Once in his dressing room he sent out for enough honey to last the afternoon mixed with hot tea; eighty-nine cents' worth would make it through La Forza del Destino. He had not touched food, he said, since the night before, even though his wife had prepared a raw, chopped steak for him in their apartment. (In New York, the Corellis live in six rooms on Manhattan's East Side; in Milan, the home of La Scala, they have ten rooms, including a private recording studio, while in Rome they own a five-room apartment. Beyond all this, there is a family villa, in which many other Corellis live, in Ancona, on the Italian Adriatic. Corelli also keeps five sports cars to make the travelling easier between his Italian homes.)
As Corelli began to dress for Act I, Rudolf Bing, the General Manager of the Met, came in to offer encouragement. Outside, another tenor, James King, calmly stood by in case of disaster. "Anything I can do for you?" an aide asked Corelli. "Yes, sing for me." Five minutes before the announced curtain time (broadcast performances always start a little late), the conductor, Francesco Molinari-Pradelli, entered the opera house, talking happily in a flurry of Italian. James King spied an Austrian soprano backstage and began to chat with her in German. A quiet announcement for Act I stage positions came over a loudspeaker. Soft chimes rang, once, twice. Robert Merrill, who was to sing the avenger, Don Carlo, entered his dressing room, exuding a kind of invincible self-confidence, joking with everybody who crossed his path. Corelli caught sight of him through his own open dressing-room door. "Beato lei," he called morosely. "Lucky you!"

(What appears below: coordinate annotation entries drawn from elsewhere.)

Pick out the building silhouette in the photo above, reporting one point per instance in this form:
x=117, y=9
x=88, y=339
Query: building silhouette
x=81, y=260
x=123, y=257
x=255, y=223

Franco Corelli as Don Alvaro from Verdi's La forza del destino (Photo by Louis Melançon, Met Archives)
A few minutes later the chimes rang again and Corelli came out of his dressing room in costume. He wore a mauve blouse, brown cape, black tights, and thigh-high boots with a pistol romantically stuck in one. A gold earring hung from his right lobe: the perfect progeny of an Inca princess and a Spanish grandee, an outcast with a glorious voice. At the moment, he was wringing his hands. Then, followed by his wife and an aide, he strode the half-block to the Metropolitan's stage, which in its several imaginative combinations is nearly as big as a football field.
The first-act setting of a room in the palace of Leonora's father was in place, musty russet and brown canvas walls billowing in the backstage draft. Behind it stood a church, the set for the second scene. Only three stagehands were at work. Leontyne Price walked onstage in a royal-blue dress. "Ciao," she said to Corelli. "Ciao." Without another word, they began to pose like silent screen stars for the company photographer, Louis Melançon. Corelli stood a little behind Miss Price, his hand on her shoulder, her hand on his hand: Douglas Fairbanks and Mary Pickford. Melançon snapped his pictures as dim applause came from the front of the house, on the other side of the curtain. On the backstage television screens, Maestro Molinari-Pradelli could be seen entering the orchestral pit and taking a shy bow. The stage was suddenly clear of everyone except Miss Price and Louis Sgarro, who was to play her father, doomed to be murdered within twenty minutes. There was a smile from Miss Price, a last, energetic working of her mouth and throat muscles, a yawn or two, and then, with a great electronic whisper, the curtain went up.